清澈的水珠,滴在了纸上,恰好的,滴进了画纸上其中一只眼睛里,很快,就被那双眼睛所吸收,但同时,也很快的让未干透的那双眼中的墨色,晕染了开来。
都说男儿有泪不轻弹,但是往往很多人都会忘记后面一句。
……只是未到伤心处。
城南的小四合院里。
正蜷缩在院中一方贵妃塌上熟睡的,已然穿上了女装的清丽女子,霍的一下张开了双睫,露出了眼睫下,那双冰寒彻骨的幽蓝眸子。
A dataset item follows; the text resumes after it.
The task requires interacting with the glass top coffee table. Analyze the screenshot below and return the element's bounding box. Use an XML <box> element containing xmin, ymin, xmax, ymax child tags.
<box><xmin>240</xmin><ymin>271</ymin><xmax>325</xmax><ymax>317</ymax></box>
明明晒在太阳下,她的额头却出了一层细密的冷汗,她的脸有些白,气息有些微喘。
很快,她翻身自榻上坐起,心有余悸的大口大口呼吸着,神情有些惶惑不安。
“玉儿你怎么了?”一直在院子中央,那棵梧桐树下练剑的燕卿,虽然时刻在练剑,但是一直都没有离开她的一双眼睛,很快就发现了她的不对劲,忙收了剑势,朝她匆匆走去。
水玉没有说话,只是右手一直捂着自己的左肩,一双娥眉,紧紧的蹙了起来。
三年了,这个曾经被他射伤的地方,却还在隐隐作痛……
她的动作很小,却仍旧没有逃脱燕卿的眼睛。
“是不是又做噩梦了?”目光闪烁了一下,燕卿便将手里的剑扔在了一旁的案几上,坐到了她的身边,抬手替她擦拭着额头上的冷汗,露出比阳光还要和煦温柔的笑靥,“有我在这,安心的睡吧,不会再有噩梦侵扰你了。”
水玉转头看他,微微的点头,很乖顺很听话的,顺势躺在了他的膝盖上,让他的双膝做自己的枕头,再度合上眼,沉沉的睡去。